VINICIUS CANTUÁRIA
Vinicius Cantuária was born in 1951 in Manaus in Amazonia, Brazil, and lived there until the age of seven when his family moved to Rio. He sings, writes, plays guitar and percussion and brings together many aspects of Brazilian music into his art. And although his music is well-known for its pure Twenties sensibility, the best way of describing Cantuária’s group would be “post-electronic acoustic” - a quintet made up of jazz bassist Pau Socolow, Michael Leohnart (the young trumpet player from Steely Dan) and the Brazilian percussionists Nanny Assis and Mauro Refosco.

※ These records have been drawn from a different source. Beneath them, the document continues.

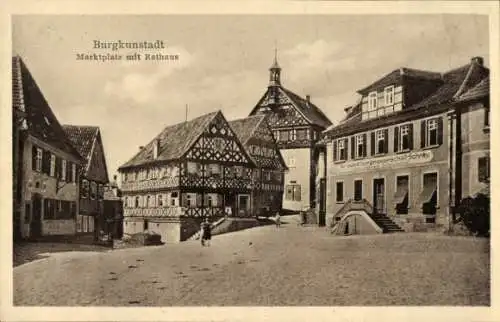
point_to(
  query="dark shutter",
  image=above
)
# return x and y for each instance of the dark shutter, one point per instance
(353, 155)
(386, 140)
(440, 130)
(365, 147)
(422, 133)
(33, 157)
(396, 139)
(372, 143)
(410, 136)
(335, 150)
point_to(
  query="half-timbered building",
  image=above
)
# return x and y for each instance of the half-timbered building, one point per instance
(191, 170)
(94, 177)
(296, 124)
(258, 140)
(45, 163)
(394, 156)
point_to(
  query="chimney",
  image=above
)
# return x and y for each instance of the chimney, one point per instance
(156, 148)
(478, 60)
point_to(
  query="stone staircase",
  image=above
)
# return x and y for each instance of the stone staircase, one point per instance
(386, 223)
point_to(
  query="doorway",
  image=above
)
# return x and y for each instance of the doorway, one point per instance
(379, 196)
(36, 217)
(243, 204)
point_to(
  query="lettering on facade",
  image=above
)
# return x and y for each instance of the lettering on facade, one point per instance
(396, 161)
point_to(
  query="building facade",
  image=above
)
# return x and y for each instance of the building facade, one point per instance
(396, 148)
(94, 177)
(46, 164)
(268, 177)
(191, 170)
(296, 124)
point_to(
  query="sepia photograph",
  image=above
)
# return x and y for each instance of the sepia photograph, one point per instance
(236, 160)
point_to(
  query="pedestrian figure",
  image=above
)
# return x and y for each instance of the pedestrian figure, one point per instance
(278, 220)
(206, 233)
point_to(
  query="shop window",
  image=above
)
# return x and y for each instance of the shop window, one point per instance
(358, 190)
(93, 190)
(339, 191)
(483, 169)
(293, 192)
(401, 197)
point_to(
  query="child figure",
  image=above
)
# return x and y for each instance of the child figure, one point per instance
(206, 233)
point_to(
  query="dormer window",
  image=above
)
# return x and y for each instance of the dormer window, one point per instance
(372, 101)
(389, 95)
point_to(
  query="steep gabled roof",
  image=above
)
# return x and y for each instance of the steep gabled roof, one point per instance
(455, 82)
(40, 122)
(396, 75)
(82, 138)
(175, 140)
(245, 129)
(308, 109)
(482, 89)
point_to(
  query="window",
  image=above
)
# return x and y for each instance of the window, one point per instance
(39, 157)
(483, 169)
(389, 95)
(403, 138)
(63, 170)
(293, 192)
(85, 188)
(379, 141)
(431, 132)
(52, 165)
(339, 191)
(358, 146)
(372, 101)
(340, 150)
(358, 190)
(93, 190)
(73, 172)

Their repertoire contains a few songs by Jobim and Gilberto Gil, who is one of Cantuária’s major influences.
Cymbals
- Vinicius Cantuária
- 905252
- Indigo
Listen to ‘Cymbals’ and you’ll hear variety of atmosphere and sound: chords in a Latin ‘Galope’, which evokes the Cubanos Postizos as much as what he used to listen to as a child, brought by Peruvians and Colombians to the city in which he was born, Manaus, in the heart of Amazonia; in ‘Prantos’, he adopts the voice of an old singer of serenades, although the musical development dilutes the ‘kitsch’ into something more contemporary; the nod to Paris, while he walks along thinking of moves played by the footballers of Botafogo, arrives with ‘Champ de Mars’.